About Us

We rescue, reunite, rehabilitate and re-home more than 6,111 homeless animals each year in our community. Watch the following video to learn more about our lifesaving efforts.  

Mission of Asheville Humane Society

Asheville Humane Society is dedicated to promoting the compassionate treatment of animals in our community through education, sheltering and adoption.

History

Asheville Humane Society was formed in 1984 as Buncombe County Friends for Animals Inc., primarily as a governing body for the County Pet Adoption Center and Animal Shelter, which was previously operated by the County. Asheville Humane Society has operated the Shelter since September 1990. In September 2010, Asheville Humane Society, in partnership with Buncombe County, opened the Animal Care Campus. The campus comprises two facilities: Asheville Humane Society Adoption and Education Center and the Buncombe County Animal Shelter. The two facilities sit side by side and work in tandem in a public-private partnership that serves as a national model for other communities hoping to work collaboratively on eradicating animal homelessness. 


 Asheville Humane Society
Adoption and Education Center


Buncombe County Animal Shelter

Who is Asheville Humane Society?

Asheville Humane Society is the oldest, and was for many years the only, organization devoted to animal welfare in Buncombe County. 

Over 25 years ago in 1984, a group of brave and dedicated private citizens uncovered inhumane practices in the public pound and persuaded the County to give their private organization (then Buncombe County Friends for Animals) the responsibility for animal related operations. The public shelter was in an old maintenance garage where over 14,000 animals were dropped off annually. Under volunteer non-profit leadership the gas chamber was abolished, the first animal care professionals were recruited and for many years Asheville Humane Society was the sole combatant against animal cruelty in this part of the state.   Much of the money to do this was raised privately to augment the County contribution to sheltering. Then and now, all funds related to the rehabilitation of animals, the sheltering of animals awaiting adoption, the fostering of recovering animals, the recruitment of volunteers and the rehoming of animals is privately raised by Asheville Humane Society. This includes every cent of the building and operation costs of the beautiful Nancy Hiscoe Clark Adoption and Education Center next door to the new state-of-the-art Buncombe County Animal Shelter. Together the two buildings represent a public/private partnership that is drawing national attention in animal welfare circles.
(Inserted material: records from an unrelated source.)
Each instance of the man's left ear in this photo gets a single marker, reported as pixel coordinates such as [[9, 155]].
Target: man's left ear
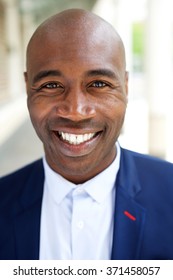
[[127, 82], [25, 76]]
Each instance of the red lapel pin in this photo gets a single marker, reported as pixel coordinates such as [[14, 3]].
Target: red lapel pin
[[130, 216]]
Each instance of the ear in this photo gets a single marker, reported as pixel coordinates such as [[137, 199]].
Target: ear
[[25, 77], [127, 82], [26, 81]]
Asheville Humane Society is the only open admission shelter in the County, the only one that can never, and will never, close its doors or say we're full. 
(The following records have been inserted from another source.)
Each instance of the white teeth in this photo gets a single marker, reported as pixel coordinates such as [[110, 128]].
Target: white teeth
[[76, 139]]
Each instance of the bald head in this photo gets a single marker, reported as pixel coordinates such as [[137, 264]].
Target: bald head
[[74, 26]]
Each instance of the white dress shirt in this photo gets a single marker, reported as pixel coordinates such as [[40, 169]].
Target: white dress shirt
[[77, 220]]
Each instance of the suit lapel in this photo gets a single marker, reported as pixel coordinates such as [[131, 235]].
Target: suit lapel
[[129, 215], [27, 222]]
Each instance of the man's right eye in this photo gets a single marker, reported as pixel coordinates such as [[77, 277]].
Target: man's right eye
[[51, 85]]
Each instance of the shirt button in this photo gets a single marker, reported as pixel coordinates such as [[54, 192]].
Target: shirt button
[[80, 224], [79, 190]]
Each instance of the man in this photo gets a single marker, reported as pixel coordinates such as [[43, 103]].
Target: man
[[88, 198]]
We are here for animals who have no other options, no other place to go, animals who are adoptable and not adoptable, animals who are injured, lost, sick, starving, victims of extreme cruelty and animals who just want the opportunity to love someone again. We provide a soft bed, food, comfort and medical evaluation, minor treatment and vaccinations, and temperament testing for each. In the cases of extreme and terminal suffering we provide an immediate end to pain in comforting arms. All others, those who are surrendered by owners or those who will never be reclaimed, we assess and place in one of three categories depending on their physical and mental condition.  

The first category is Healthy/Adoptable and thanks to the great partnership of sheltering and adoption agencies in the Buncombe County Animal Coalition (Asheville Humane Society, Brother Wolf Animal Rescue, Animal Compassion Network, Friends 2 Ferals and the international training institute for low cost/high volume spay/neuter clinic - the Humane Alliance of WNC) the placement rate is currently at 100% for these healthy animals.  Each day the Asheville Humane Society animal care professionals from the Adoption and Education Center next door and representatives of the other coalition partners take these animals from the shelter and put them on their path to new homes.



The next category is Unhealthy: Treatable/Rehabilitatable and  each of the partners "pulls" from this pool as many animals as its resources of time, money and volunteer homes will permit.  Each of the animals will need medical care or behavioral rehabilitation in a foster home to be whole and adoptable again.  Many litters of kittens and puppies, too young to survive without their mother, fall in this category as well. The goal of Asheville Humane Society and the Buncombe County Animal Coalition is to someday have the resources to treat and rehabilitate every savable sick, injured and traumatized animal that comes into the shelter. In the meantime, when no one can take them, when every foster home is full, when there are no resources left, it is the trained and certified Asheville Humane Society shelter staff who will have the heartbreaking task of ending the suffering of the animals who could, in an ideal world, be treated and saved.

And Asheville Humane Society is both the first responders and the last hope for the third category of Unhealthy/Untreatable animals.